There are several different designs and types of fuel cells from direct methanol fuel cell (dmfc) for cellular phones and laptops, to alkaline fuel cells used by NASA in the Apollo to the regenerative fuel cell currently being researched. For more on specific designs, enter here.

Expected demands for fuel cell technology

Fuel cell technology is a multibillion-dollar industry. According to Allied Business Intelligence Inc (ABII) the expected demand for fuel cells is as follow in the USA will be US$ 0.218 billion in 2002, rocketing to US$ 10 billion in 2010.  The expected break-up for the year 2004 is millions, is 850 million for electric power generation, 750 million for motor vehicles, 200 million for portable electrical equipment, 200 million for military/aerospace technology and the rest 400 million. 

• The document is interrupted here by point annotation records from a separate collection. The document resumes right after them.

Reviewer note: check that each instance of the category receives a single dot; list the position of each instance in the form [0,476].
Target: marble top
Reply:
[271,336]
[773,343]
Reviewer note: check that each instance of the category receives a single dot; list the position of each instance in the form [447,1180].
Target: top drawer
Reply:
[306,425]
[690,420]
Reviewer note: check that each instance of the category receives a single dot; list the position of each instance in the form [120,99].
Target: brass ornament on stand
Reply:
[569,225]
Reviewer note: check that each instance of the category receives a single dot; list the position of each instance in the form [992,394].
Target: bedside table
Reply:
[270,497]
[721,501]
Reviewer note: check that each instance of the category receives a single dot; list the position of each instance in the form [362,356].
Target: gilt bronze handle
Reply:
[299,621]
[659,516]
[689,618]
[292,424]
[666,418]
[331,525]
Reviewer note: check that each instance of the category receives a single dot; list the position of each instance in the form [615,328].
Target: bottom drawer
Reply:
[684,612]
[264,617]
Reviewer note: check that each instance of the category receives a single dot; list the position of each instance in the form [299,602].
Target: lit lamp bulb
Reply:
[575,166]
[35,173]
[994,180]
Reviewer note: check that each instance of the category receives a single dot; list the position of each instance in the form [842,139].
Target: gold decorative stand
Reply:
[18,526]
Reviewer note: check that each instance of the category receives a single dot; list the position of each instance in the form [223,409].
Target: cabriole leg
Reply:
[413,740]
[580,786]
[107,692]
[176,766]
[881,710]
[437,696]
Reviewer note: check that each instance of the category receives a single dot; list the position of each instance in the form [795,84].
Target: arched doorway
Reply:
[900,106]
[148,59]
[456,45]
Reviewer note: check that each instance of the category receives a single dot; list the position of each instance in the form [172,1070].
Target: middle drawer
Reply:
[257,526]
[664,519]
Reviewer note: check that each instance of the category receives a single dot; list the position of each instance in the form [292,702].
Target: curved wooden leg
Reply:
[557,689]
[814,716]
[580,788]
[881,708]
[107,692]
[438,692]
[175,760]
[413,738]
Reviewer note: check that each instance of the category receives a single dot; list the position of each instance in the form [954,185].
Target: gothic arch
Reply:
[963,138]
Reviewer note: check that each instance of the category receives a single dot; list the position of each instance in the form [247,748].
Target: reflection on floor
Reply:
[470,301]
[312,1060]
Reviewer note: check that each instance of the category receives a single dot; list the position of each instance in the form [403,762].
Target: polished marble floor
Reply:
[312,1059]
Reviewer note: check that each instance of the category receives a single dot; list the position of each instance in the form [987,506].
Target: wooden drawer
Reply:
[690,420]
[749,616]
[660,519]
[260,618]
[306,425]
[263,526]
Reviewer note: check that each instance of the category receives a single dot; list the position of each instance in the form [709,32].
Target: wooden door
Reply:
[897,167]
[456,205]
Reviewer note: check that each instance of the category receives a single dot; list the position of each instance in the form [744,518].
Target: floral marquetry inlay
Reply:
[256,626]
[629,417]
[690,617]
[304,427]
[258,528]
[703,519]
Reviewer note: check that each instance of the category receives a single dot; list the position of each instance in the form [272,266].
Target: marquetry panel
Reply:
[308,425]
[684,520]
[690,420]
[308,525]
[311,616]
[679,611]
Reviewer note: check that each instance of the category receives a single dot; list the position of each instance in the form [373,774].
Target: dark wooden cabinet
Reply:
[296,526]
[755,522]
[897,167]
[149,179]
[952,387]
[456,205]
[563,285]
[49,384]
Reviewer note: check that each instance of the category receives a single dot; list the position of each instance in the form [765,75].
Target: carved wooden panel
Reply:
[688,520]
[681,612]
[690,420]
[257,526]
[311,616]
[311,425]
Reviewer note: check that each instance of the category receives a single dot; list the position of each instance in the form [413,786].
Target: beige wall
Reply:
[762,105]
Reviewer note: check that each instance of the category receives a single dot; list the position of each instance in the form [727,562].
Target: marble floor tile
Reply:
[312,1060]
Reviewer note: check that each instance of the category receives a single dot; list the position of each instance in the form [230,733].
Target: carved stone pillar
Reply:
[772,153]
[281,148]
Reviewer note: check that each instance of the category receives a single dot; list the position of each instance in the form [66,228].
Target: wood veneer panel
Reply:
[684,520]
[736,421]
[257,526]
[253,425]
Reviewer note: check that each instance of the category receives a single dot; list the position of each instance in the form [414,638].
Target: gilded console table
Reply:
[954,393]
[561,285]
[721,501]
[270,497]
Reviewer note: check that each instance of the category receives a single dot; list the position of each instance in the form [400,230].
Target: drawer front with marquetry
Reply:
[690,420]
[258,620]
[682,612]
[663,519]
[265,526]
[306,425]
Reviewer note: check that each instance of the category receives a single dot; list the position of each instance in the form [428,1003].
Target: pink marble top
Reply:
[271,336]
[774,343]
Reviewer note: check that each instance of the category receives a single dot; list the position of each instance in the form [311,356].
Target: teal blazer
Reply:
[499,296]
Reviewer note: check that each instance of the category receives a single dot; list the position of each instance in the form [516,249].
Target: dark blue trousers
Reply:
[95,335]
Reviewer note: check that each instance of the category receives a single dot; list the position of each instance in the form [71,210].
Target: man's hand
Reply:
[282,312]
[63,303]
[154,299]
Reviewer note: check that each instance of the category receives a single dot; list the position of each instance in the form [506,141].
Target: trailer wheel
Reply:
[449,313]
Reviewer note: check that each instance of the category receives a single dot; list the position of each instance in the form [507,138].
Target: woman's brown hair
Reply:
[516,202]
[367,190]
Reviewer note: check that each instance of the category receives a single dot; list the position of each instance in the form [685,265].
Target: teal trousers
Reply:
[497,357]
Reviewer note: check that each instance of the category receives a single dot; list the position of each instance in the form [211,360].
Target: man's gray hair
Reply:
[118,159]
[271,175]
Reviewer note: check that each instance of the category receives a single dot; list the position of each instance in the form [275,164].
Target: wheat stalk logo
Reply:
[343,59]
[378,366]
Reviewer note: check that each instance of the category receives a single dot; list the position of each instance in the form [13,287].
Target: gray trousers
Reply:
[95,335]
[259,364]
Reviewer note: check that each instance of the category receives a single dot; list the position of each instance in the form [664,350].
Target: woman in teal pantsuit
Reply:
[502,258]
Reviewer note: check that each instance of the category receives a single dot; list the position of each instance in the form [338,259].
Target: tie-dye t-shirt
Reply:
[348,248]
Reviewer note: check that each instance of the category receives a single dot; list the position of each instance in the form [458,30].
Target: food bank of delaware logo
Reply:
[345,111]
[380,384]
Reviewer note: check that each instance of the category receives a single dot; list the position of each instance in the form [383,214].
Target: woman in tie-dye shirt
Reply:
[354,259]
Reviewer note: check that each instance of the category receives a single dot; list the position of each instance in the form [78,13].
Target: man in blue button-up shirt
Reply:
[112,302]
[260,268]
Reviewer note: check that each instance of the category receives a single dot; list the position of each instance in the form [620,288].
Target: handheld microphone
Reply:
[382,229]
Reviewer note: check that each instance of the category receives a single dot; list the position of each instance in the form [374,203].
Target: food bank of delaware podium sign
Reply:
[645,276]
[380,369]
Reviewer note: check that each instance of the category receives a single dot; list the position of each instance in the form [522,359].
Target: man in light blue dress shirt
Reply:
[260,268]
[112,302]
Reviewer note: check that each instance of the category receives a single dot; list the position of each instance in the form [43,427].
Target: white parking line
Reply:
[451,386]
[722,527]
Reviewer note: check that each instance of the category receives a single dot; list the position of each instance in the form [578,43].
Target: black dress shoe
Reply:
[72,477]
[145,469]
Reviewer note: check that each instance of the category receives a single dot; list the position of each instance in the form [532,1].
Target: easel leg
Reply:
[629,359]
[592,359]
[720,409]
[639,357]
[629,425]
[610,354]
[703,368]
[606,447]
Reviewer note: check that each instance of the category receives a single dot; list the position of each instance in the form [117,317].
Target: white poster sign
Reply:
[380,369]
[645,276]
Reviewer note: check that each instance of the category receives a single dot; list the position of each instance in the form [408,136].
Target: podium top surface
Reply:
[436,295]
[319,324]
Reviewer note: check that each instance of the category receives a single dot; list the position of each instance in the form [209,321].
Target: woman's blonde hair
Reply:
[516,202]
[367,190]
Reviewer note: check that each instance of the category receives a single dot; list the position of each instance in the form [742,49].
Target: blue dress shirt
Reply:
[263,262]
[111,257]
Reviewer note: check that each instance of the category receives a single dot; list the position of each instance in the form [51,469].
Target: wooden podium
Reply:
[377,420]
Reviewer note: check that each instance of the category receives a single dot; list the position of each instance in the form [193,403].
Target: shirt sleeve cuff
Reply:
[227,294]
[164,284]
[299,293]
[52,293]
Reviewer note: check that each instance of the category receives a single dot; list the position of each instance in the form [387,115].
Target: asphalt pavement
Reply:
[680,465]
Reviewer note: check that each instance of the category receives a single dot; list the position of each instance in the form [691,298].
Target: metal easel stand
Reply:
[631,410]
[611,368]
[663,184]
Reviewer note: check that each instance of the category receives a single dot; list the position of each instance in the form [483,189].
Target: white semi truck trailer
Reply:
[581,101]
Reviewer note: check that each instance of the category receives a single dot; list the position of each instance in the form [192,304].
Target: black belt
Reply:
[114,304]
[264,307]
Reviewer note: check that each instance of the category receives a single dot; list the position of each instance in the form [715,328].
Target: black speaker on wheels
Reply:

As per ABII, the overall fuel cell energy generating capacity will increase by a factor of 250. For example, the fuel cell electricity generating capacity will jump to 15000 MW in 2011 from just 75 MW in the year 2001. At present fuel cell power plants cost about $3000 per kilowatt. It is predicted that the fuel cell will become popular if the cost drops below $1000 per kilowatt.

In the nature there is nothing like punishment or reward. There are only consequences. If we pollute the atmosphere, the entire planet is at stake. To buy the time fuel cell technology can act as an intermediate technology as it will reduce pollution levels considerably.